La tranquilla esistenza dei membri della famiglia Huntington procede senza intoppi, fino a quando non scoprono di aver ereditato un circo sull’orlo del fallimento ed una misteriosa scatola contenete dei crackers a forma d’animale, che hanno il potere di trasformare chi li mangia nell’animale raffigurato dal cracker. Tutto questo mentre il malvagio zio Horatio cerca in tutti i modi di impadronirsi del circo. Avvincente, non trovate?

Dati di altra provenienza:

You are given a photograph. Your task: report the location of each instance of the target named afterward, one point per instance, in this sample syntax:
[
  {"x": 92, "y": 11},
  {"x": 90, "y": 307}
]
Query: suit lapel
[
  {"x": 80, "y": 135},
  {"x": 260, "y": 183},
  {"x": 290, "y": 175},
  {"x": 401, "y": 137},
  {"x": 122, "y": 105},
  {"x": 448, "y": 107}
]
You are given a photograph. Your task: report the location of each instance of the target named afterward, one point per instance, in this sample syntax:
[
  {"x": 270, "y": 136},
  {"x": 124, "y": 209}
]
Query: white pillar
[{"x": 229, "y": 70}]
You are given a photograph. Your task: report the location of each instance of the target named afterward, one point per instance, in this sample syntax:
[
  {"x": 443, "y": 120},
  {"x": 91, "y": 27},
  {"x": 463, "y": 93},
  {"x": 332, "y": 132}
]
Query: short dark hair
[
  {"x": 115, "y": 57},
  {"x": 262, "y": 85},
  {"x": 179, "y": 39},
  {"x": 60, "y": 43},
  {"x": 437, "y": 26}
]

Il film d’animazione Animal Crackers, in uscita nel 2017, è l’ultimo lavoro targato Blue Dream Studios, branca dedicata al cinema del colosso americano IDW Publishing. Una produzione pensata per essere distribuita a livello globale , che vede al doppiaggio celebrità come Sylvester Stallone, Emily Blount, Danny De Vito e Ian McKellen. Grandi produzioni però comportano una grande mole di lavoro, spesso non ripagato dalla notorietà. Durante la nostra esperienza a Udine 3D Forum abbiamo potuto scambiare quattro chiacchiere con Maud Muratore e Ottaviano Brando, che nella lavorazione di  Animal Crackers hanno ricoperto i ruoli di (rispettivamente) supervisore del reparto shading/texturing e del reparto lighting.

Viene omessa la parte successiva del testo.